Garrison information
- Current commander: Major General Abu Hena Mohammad Razi Hasan

= Barisal Cantonment =

Bangladeshi military cantonment

Barisal Cantonment is the headquarters of the 7th Infantry Division of the Bangladesh Army. It is located in Lebukhali, Bakerganj sub-district, in Barisal. The area of the cantonment is 1532 acre.
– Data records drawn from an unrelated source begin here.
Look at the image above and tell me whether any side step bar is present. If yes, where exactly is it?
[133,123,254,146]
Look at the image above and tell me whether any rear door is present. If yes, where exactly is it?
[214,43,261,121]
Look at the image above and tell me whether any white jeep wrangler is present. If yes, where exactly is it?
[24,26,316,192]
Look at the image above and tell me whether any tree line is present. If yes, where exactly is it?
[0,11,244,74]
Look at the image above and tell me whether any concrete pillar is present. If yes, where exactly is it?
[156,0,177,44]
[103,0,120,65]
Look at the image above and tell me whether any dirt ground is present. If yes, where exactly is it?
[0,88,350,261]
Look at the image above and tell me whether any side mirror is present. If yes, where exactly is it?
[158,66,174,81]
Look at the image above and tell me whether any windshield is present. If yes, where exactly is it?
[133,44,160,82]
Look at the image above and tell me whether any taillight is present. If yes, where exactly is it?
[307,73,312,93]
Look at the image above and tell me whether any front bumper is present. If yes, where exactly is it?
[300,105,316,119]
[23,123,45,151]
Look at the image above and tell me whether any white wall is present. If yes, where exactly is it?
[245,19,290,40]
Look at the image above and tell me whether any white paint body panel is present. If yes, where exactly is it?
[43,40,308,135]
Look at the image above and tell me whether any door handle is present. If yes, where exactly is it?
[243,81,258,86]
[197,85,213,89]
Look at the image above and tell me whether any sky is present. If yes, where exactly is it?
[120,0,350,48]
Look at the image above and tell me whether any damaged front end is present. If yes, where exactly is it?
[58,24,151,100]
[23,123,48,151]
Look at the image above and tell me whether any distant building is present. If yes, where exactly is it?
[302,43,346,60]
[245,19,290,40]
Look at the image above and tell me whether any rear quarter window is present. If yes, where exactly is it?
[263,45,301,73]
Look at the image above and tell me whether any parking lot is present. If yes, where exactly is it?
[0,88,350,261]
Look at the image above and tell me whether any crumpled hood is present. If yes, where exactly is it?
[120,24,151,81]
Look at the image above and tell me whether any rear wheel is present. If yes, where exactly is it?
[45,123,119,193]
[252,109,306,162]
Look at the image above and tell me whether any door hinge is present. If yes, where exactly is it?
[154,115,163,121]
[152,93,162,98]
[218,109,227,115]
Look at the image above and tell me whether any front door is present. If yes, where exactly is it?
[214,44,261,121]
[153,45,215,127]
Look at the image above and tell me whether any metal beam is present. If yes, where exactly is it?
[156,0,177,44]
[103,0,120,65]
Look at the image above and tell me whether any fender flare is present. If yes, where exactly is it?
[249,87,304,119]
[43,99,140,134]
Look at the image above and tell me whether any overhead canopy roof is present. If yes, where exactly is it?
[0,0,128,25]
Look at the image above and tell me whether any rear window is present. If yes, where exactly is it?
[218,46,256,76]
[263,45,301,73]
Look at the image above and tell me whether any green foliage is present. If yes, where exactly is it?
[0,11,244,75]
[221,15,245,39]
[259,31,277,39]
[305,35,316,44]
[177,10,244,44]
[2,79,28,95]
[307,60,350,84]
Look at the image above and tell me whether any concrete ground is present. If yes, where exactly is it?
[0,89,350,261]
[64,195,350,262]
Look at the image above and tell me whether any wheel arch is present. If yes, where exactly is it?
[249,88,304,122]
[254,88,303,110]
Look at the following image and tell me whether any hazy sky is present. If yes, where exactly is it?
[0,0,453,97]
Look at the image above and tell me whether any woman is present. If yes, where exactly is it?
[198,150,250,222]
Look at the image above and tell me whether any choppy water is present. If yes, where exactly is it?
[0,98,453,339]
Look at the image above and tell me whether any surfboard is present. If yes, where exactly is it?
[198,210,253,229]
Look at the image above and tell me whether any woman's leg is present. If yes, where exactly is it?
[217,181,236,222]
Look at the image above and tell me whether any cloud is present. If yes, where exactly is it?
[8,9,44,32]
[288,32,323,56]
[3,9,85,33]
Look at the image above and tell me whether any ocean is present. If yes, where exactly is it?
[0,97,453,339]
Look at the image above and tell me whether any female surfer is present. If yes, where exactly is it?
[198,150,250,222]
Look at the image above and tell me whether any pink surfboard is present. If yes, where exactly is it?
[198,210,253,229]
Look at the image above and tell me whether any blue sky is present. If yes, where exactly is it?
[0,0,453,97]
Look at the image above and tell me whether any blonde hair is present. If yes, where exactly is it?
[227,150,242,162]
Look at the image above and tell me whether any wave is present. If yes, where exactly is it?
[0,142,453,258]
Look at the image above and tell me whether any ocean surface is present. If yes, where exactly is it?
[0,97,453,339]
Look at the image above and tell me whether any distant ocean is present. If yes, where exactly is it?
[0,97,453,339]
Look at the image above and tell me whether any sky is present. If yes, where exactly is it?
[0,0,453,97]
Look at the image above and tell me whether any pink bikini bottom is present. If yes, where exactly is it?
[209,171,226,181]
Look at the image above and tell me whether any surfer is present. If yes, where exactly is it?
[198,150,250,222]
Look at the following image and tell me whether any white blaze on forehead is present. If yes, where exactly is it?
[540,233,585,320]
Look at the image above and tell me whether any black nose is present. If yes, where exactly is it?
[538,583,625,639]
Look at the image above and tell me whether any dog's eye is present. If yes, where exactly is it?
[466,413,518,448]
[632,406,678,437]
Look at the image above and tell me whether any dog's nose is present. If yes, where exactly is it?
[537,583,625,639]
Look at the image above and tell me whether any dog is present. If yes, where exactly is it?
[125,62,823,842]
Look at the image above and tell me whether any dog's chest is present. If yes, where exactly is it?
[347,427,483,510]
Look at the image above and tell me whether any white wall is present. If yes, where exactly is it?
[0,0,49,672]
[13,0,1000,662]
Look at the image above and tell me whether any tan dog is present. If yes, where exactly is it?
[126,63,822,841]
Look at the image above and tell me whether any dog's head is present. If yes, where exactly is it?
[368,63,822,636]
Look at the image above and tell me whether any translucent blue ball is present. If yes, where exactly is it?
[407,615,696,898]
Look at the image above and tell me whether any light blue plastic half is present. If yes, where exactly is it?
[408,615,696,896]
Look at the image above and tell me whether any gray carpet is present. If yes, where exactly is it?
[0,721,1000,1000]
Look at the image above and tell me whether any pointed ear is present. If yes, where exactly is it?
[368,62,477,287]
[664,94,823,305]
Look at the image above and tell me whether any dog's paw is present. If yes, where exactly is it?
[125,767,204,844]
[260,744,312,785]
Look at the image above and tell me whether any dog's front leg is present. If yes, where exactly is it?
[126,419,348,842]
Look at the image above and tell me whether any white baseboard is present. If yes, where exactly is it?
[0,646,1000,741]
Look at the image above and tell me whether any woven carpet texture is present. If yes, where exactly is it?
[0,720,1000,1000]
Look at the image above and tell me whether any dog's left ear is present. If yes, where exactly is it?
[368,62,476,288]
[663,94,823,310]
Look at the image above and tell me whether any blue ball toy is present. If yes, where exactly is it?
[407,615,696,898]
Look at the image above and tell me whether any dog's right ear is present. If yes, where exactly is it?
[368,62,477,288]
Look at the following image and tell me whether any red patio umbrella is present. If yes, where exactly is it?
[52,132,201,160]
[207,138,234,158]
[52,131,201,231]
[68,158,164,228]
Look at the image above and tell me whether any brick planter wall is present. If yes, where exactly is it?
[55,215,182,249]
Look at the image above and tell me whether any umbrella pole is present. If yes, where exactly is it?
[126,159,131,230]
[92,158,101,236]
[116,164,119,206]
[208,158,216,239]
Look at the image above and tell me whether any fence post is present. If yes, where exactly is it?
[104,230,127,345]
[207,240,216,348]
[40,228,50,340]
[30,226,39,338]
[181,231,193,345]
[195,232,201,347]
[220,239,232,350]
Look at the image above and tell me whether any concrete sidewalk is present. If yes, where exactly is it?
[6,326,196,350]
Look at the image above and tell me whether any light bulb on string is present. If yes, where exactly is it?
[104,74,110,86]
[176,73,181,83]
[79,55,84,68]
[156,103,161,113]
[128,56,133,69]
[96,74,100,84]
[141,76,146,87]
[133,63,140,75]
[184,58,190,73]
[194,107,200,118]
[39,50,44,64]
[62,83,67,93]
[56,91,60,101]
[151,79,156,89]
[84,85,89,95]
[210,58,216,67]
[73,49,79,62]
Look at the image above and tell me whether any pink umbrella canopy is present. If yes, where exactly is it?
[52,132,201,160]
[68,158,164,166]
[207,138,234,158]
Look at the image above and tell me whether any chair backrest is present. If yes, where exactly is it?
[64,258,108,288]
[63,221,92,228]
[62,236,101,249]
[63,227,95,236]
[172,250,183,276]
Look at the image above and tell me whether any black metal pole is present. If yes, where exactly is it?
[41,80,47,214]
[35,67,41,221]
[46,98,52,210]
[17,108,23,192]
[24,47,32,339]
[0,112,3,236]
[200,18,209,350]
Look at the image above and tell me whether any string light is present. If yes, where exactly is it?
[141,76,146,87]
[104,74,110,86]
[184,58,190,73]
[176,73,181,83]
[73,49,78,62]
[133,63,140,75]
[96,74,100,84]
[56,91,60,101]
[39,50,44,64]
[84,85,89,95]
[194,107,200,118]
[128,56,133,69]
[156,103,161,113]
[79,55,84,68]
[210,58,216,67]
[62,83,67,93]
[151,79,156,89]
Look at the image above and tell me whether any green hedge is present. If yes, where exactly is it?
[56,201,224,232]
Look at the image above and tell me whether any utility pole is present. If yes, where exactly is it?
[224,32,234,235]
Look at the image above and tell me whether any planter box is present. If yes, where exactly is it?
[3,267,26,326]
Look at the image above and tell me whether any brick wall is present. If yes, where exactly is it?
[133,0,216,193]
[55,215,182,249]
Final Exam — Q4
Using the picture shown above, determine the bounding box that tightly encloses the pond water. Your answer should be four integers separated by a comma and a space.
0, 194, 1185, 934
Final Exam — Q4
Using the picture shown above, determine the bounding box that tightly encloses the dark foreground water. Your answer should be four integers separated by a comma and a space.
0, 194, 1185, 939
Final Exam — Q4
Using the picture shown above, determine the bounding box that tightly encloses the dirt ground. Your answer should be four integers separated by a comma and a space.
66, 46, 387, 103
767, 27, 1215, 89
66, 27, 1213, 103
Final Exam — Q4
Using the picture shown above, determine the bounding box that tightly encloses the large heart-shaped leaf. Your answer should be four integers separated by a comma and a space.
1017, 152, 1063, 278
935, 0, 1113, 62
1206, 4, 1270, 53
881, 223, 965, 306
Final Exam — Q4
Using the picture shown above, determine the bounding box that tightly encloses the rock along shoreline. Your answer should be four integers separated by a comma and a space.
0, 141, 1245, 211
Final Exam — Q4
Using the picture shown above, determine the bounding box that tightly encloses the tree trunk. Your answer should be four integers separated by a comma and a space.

The project was completed by the Ministry of Defence by June 2021.

== History ==
The "Sheikh Hasina Cantonment" was planned to be established as part of the government's long-term modernization scheme for the Bangladesh Armed Forces called "Forces Goal 2030".

under the then Prime Minister Sheikh Hasina's approval, the project in 2014 began its journey which she first announced during a winter exercise of the Bangladesh Armed Forces on January 16, 2015.

The executive committee of the National Economic Council approved the project "Establishment of Sheikh Hasina Cantonment, Barishal" on November 14, 2017. The set up of this cantonment will cost approximately Tk 1,699 crore.

On February 8, 2018, Prime Minister Sheikh Hasina inaugurated the cantonment. After the fall of Prime Minister Sheikh Hasina's regime due to the July Uprising in 2024, the cantonment was renamed to "Barisal Cantonment".